Tin content effect on the structural and energetic properties of lead telluride clusters

Abstract

Density functional theory calculations are performed to investigate tin content effect on the structural and energetic properties of lead telluride clusters. Tin atoms prefer to be doped on the exterior sites rather than the interior sites of lead telluride clusters. The geometry of the clusters is not affected due to the amount of tin content except for a slight distortion observed by changes in bond length.
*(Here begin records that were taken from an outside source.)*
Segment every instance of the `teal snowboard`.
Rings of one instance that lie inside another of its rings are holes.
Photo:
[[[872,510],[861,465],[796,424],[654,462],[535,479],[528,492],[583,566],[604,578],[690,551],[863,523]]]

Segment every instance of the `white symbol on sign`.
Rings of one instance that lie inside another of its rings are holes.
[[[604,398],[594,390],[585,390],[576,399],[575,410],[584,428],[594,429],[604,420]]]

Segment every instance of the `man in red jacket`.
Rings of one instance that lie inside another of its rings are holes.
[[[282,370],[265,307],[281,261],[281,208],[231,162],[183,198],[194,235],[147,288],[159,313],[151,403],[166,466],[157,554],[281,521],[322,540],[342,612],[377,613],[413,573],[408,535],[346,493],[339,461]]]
A considerable change has been observed in the HOMO–LUMO gap of the clusters with increasing number of tin atoms for corresponding size, but the band inversion which is observed in the bulk is not observed on the clusters in these size ranges. The change in binding energy between doped clusters is almost negligible for the same number of tellurium atoms, it is observed to be constant or there is a change of up to 0.02 eV with each successive doping of tin atoms. Both adiabatic and vertical detachment energies are observed to increase with increasing number of doping tin atoms. The fragmentation energy of losing PbTe dimer changes with an even–odd alternation, clusters with even number of Te atoms are more stable because they need higher energy to dissociate as compared to the other clusters. Some clusters are found to be magic (more stable) because of their enhanced binding, HOMO–LUMO gap, and fragmentation energies, typical examples are Pb4−mSnmTe4 (m = 1–4) clusters.